NFL and School Choice


September 12, 2014 11:01AM

With football season in full swing, there’s one National Football League proposal that will likely have fans crying fowl. To level the playing field for teams, the NFL has proposed eliminating the draft and creating zones from which teams will receive college talent.

It would work like this. The Tennessee Titans’ zone would represent all of Tennessee and Kentucky, as well as a small sliver of northern Alabama. Players from college teams within those zones—such as UT, UK, and UAB—would automatically be drafted to the Titans.

There would be one exception. Those players willing to pay a $100,000 fee could waive this rule and apply to be drafted by any team in the country. Presumably, this would make it more difficult for any one team to “buy” the best draft picks, making the entire league more uniform, even with the above caveat.
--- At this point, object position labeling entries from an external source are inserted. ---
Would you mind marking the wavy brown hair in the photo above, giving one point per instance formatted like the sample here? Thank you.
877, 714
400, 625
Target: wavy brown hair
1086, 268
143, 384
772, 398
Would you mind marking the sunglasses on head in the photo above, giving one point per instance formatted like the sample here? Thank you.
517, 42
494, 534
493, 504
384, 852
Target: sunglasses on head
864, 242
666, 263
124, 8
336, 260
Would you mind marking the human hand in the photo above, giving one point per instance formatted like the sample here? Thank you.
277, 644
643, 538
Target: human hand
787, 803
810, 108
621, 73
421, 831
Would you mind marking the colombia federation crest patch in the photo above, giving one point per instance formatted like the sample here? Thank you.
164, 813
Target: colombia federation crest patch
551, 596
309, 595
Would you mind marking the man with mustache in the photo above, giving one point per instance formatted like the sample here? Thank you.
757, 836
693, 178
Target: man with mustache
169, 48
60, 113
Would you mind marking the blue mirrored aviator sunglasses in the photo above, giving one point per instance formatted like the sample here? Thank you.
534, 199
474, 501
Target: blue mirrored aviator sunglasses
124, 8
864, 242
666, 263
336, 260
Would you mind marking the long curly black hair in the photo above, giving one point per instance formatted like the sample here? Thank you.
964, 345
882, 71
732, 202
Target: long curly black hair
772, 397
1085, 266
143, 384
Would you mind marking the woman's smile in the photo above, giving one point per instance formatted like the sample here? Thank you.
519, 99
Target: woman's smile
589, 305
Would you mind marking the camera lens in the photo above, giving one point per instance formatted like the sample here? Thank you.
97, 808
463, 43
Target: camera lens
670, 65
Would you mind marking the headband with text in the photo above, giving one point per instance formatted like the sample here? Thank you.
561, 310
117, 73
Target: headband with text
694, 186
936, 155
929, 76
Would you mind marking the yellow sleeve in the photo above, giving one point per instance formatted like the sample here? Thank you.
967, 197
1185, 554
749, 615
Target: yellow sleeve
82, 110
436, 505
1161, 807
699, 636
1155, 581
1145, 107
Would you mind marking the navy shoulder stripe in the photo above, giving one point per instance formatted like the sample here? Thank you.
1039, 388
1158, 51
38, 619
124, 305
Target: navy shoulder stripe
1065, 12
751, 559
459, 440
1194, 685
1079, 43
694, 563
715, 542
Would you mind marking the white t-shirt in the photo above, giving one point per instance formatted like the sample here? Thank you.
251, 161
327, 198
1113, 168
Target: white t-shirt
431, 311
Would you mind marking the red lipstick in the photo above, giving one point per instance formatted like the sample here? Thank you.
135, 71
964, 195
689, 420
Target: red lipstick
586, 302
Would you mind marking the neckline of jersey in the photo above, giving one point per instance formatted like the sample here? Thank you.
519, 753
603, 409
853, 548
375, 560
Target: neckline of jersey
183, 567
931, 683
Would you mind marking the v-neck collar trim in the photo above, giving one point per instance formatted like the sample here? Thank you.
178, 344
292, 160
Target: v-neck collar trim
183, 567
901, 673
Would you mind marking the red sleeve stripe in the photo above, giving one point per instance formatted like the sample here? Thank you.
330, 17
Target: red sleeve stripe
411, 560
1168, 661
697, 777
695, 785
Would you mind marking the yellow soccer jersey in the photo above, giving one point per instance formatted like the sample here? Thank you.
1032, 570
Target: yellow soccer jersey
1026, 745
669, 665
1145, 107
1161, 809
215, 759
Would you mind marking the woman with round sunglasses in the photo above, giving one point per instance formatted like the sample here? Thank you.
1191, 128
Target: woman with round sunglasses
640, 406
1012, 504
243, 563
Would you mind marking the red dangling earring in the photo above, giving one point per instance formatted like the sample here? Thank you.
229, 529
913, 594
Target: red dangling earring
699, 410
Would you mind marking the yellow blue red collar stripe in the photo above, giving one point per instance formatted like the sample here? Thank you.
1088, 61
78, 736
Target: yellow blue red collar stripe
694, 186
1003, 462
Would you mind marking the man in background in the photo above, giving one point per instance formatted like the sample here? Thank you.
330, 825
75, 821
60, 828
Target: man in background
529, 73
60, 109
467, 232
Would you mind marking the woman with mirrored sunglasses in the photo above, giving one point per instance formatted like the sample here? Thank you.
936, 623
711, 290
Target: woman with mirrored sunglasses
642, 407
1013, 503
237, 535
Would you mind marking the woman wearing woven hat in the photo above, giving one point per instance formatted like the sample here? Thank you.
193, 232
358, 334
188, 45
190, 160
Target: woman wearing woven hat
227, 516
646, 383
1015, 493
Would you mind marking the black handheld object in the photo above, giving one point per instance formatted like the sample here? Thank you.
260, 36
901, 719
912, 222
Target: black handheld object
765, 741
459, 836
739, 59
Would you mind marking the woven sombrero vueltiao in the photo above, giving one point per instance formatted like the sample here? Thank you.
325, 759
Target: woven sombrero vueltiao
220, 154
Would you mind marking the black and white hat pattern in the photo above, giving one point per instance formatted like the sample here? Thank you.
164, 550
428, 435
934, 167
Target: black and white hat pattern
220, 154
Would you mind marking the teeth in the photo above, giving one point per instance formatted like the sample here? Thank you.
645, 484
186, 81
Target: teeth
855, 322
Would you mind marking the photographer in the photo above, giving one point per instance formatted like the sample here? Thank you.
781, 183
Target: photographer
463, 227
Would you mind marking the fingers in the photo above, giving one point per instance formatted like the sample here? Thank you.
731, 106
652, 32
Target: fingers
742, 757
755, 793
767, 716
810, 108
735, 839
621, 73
Of course, this proposal is a hoax. The NFL would never suggest such an arbitrary approach to drafting players from college. But it does pose an interesting question: why on earth is this exactly how we structure our public school system? A child’s school, from pre-Kindergarten through high school, is determined by a ZIP Code, an imaginary boundary dictating their educational fate. It doesn’t matter which schools want to accept that student or where that child and her parents want to send her, the rules are the rules. Only those wealthy enough to afford private school tuition can “buy” their way out of this box. This is as unacceptable for our children as it would be for the NFL.

Students should have a wide array of options at their fingertips, ensuring that they have every possible chance to succeed, whether it’s in their zoned public school, a private school, a charter school, or even an online learning environment. School choice provides such a path. With choice, parents, not ZIP Codes, can determine the educational fate of our children. And that’s exactly where the decision should lie. If you would get up in arms about the spoof NFL policy, it’s time to consider why so many people are agnostic to treating our kids this same way. It’s time for all Tennesseans, young and old, wealthy and not, to stand together in support of School Choice NOW.